Once we collected all of the TMP sequences in a multi-FASTA file, we created a Gepard dotplot for the TMP sequences and compared it to a Gepard plot. It reflected similar cluster boxes with slightly less strength. Lymara, an AR phage was inserted into the top of these to verify that each are capable of clustering an “unknown” phage. Both methods exhibited this capability, indicating the capability to cluster by TMP.

TMP Clustering Example

Full Genome Clustering Example

 

April 28

Independent Project: Clustering Methods – 4/3/17

Today we developed ideas for the project based on an existing article that piqued interest. What we intend to pursue is analyzing the ability of how to cluster by tape measure proteins in Arthrobacter clusters and see if the single gene analysis implies the same evolutionary history as whole genome alignment (which is seen through the current cluster names).

April 28

4/24-26/17: Analyzing Data

Goal: Today’s goal is to analyze the data that was collected and determine the significance

Methods: The first step of analyzing the data is to average the percent identities found for each gene within all three clusters and to average the percent identities found for each gene across all three clusters.
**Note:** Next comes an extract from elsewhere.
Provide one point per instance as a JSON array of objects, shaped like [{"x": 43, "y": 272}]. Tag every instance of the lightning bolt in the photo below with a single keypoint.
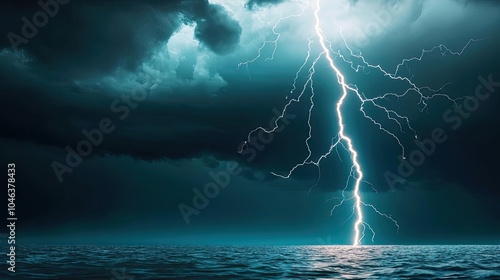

We then compared these averages against each other in order to determine which gene is the most conserved across the three phages within each of the clusters

Results:

The results show that the most conserved gene across all three phages within each of the clusters is not actually a tmp. The results show that there was a 24.66% similarity across the three clusters of the tape measure proteins, while the other three proteins only had around a 20% similarity meaning that there was a greater amount of similarity within the clusters of the other three genes

4/26

Today we presented our projects to the class in order to get feedback on our presentations. After presenting our data to the class, we decided to focus more on the importance of these results and add more to the presentation as to why sing gene analysis is important.

April 28

4/19/17: Gepard Dotplot data

Goal: To create Gepard dotplots that show the similarity among clusters for each of the proteins

Methods: Using the Gepard program the amino acid sequence was inputted for each of the proteins across all three clusters.

the program was used to generate four dotplots

Results:

April 28

4/17/17: Continuing to collect data for project

Goal: Today’s goal is to continue collecting the multiple sequence alignment results.

Methods: We used the amino acid sequences already collected from the phages and proteins chosen and ran them against each other in the multiple sequence alignment tool, Clustal omega

We were able to collect the results for the rest of the alignments.